All of these things I have been told in one way or another is not appropriate because my body is too fat, too overtly sexual and because I am a woman.

 

I’ve found for me, the best method to be confident in my body is to continue being someone that I find beautiful and let the rest fall into place with time.

 

I’m lucky to be able to be a part of this photography series and get a chance to express myself in a safe space in order to become empowered.

PAU

I have always seen confidence as something to be achieved.

I strongly thought that if I found "success" in life, my insecurities and low self-esteem would disappear.
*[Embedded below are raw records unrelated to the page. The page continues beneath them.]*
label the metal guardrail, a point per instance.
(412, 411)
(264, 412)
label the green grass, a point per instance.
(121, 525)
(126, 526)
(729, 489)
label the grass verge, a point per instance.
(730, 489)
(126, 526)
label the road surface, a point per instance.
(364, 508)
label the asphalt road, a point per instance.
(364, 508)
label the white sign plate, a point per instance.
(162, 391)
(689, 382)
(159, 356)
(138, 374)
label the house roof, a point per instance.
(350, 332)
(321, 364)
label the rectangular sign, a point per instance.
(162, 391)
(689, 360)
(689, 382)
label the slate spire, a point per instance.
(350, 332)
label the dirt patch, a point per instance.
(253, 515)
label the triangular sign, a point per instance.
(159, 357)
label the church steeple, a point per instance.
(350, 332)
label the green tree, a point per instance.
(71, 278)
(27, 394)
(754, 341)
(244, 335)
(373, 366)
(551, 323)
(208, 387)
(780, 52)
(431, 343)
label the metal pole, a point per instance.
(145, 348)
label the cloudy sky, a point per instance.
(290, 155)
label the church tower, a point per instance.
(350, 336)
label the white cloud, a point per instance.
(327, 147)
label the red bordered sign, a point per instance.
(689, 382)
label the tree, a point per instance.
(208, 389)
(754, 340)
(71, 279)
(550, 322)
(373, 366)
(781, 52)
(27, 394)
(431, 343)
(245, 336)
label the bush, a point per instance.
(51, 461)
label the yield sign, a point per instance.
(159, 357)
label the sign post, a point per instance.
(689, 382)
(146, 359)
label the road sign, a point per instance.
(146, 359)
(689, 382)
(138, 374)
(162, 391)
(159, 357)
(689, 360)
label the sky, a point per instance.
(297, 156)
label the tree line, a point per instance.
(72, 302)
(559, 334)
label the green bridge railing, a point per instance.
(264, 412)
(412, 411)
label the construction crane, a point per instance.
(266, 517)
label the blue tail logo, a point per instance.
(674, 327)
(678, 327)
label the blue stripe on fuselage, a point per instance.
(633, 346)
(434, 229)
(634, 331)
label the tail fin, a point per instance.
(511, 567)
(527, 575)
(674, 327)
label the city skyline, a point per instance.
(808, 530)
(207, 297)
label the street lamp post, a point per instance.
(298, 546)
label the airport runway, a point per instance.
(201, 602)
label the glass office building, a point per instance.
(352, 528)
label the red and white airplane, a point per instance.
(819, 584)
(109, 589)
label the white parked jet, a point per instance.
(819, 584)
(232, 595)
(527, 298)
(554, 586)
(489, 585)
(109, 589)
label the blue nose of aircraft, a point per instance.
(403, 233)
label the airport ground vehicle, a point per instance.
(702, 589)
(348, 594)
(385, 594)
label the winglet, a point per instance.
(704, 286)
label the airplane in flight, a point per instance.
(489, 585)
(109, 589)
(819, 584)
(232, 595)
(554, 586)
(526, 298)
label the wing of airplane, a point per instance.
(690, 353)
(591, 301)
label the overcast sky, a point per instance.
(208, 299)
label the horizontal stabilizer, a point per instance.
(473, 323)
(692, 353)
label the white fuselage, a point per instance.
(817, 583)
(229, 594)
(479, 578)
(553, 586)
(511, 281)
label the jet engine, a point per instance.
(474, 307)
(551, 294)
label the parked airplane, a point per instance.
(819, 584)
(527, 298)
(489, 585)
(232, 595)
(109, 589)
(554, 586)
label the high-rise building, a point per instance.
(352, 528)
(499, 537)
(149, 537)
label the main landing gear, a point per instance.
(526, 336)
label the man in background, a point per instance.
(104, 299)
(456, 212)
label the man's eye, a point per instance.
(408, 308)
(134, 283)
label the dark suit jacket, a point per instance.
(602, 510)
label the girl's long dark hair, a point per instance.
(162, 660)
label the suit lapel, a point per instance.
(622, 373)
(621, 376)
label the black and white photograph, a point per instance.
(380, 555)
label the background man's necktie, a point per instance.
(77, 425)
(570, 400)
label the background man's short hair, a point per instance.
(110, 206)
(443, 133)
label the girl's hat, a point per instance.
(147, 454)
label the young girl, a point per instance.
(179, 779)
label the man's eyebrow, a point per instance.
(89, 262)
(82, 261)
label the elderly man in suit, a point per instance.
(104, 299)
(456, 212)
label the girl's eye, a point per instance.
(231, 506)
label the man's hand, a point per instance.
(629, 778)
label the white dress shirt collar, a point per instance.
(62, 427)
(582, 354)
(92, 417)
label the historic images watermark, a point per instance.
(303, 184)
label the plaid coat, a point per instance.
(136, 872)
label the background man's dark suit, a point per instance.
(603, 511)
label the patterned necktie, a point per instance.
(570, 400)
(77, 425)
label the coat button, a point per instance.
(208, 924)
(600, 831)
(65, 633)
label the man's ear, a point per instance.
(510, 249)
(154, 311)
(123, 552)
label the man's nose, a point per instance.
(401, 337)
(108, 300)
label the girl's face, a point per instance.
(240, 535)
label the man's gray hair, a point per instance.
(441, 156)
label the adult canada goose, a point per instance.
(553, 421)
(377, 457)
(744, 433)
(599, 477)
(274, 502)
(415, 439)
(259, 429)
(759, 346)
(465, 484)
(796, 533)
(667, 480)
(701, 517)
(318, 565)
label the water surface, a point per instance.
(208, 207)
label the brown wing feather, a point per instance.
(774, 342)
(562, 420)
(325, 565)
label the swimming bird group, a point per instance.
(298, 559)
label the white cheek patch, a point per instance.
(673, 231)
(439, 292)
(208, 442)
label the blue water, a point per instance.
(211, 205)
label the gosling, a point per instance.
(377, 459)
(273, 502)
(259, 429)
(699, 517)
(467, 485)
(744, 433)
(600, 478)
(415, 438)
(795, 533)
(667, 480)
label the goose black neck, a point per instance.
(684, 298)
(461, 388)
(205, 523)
I made huge changes in my life, I moved to a new country, got a new job and made new friends.

And yes, I was happy for a while, but one day my demons found me again. Why was it so difficult to get rid of this negative inner voice?

 

In my past, I suffered bulling and I also had a very toxic relationship.

Those chapters completely marked me as a person. I realised I couldn’t change this. As I said, I used to think that I had to fight against all the things I didn't like about myself and my past. But, maybe I just have to accept them as part of me. They are an important part of me. 

 

I had bad experiences in the past, but I moved on. I am brave and I never gave up. And yes, I would change some things about my physic. I would like to be less hairy, to have less grey hair, to be more toned and to have a different nose shape… but that’s me.

 

It's not been easy at all, but I accept all my flaws. I accept myself.

I know I’m not perfect. But, who is?

That’s me and I love it.

 

You can't imagine how important being part of this project has been to me.